Nel 1990 la Lettonia proclamò la propria indipendenza, ma Mosca scelse di riconoscerla soltanto un anno dopo.
Così, gli abitanti della Lettonia, e soprattutto di Riga, da cittadini dell'Unione Sovietica divennero-tecnicamente lettoni: ma non tutti. Solo gli individui i cui antenati risiedevano in Lettonia prima del 1940 (ovvero precedentemente alla prima occupazione sovietica) ricevettero la cittadinanza.
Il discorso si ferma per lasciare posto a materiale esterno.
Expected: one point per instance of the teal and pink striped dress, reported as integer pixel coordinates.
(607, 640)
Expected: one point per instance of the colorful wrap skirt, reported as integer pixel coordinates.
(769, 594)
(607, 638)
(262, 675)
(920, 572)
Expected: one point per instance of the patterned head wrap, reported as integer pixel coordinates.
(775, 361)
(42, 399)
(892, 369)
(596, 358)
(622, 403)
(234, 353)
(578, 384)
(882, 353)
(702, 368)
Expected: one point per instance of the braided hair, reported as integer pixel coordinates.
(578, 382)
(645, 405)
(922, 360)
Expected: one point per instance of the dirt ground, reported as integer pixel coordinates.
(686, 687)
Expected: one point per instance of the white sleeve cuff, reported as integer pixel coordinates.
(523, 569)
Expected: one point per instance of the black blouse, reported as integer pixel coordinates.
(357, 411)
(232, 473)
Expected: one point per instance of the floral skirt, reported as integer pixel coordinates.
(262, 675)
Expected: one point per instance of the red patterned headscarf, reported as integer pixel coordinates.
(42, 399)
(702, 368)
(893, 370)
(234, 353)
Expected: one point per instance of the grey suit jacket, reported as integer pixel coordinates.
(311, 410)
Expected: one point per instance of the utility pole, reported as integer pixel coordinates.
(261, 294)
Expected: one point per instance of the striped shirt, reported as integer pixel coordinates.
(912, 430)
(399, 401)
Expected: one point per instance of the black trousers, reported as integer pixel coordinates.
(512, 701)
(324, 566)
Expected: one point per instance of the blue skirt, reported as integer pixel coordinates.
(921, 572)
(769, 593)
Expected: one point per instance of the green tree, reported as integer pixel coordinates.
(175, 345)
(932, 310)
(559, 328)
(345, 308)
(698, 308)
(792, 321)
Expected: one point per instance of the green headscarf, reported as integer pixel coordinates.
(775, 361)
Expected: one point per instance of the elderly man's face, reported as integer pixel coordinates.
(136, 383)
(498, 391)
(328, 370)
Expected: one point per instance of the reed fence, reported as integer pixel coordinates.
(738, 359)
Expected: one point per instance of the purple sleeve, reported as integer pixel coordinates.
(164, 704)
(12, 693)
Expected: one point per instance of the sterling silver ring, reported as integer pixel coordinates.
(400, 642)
Gli altri ottennero un "a_l_i_e_n_'s_ _p_a_s_s_p_o_r_t_", un passaporto da "non cittadino".
Se nell'intera Lettonia il 27% della popolazione è russofona, questa percentuale sfiora il 50% nella capitale Riga. Maskavas Forštate, il quartiere russo della capitale lettone, è il luogo-non luogo che meglio descrive la condizione di alienazione di questa fetta di popolazione non più sovietica ma tantomeno lettone. I russi di Riga possiedono la loro stampa, la loro televisione, le proprie botteghe e i propri esercizi: coabitano ma non si mescolano.
Sebbene i non cittadini lettoni godano di tutte le libertà e i diritti comunemente intesi, non possono votare: la cittadinanza, infatti, si acquista superando un esame di storia e lingua lettone base; negli ultimi mesi, è stato introdotto un test obbligatorio, valido per i residenti russofoni dai 15 ai 75 che ha fatto molto discutere. Iscriversi al test e superarlo è obbligatorio: pena l'espulsione a partire dal 2 dicembre 2023. Il conflitto in Ucraina, indubbiamente, ha esacerbato la questione, rischiando di mettere in pericolo una convivenza che dura da decenni.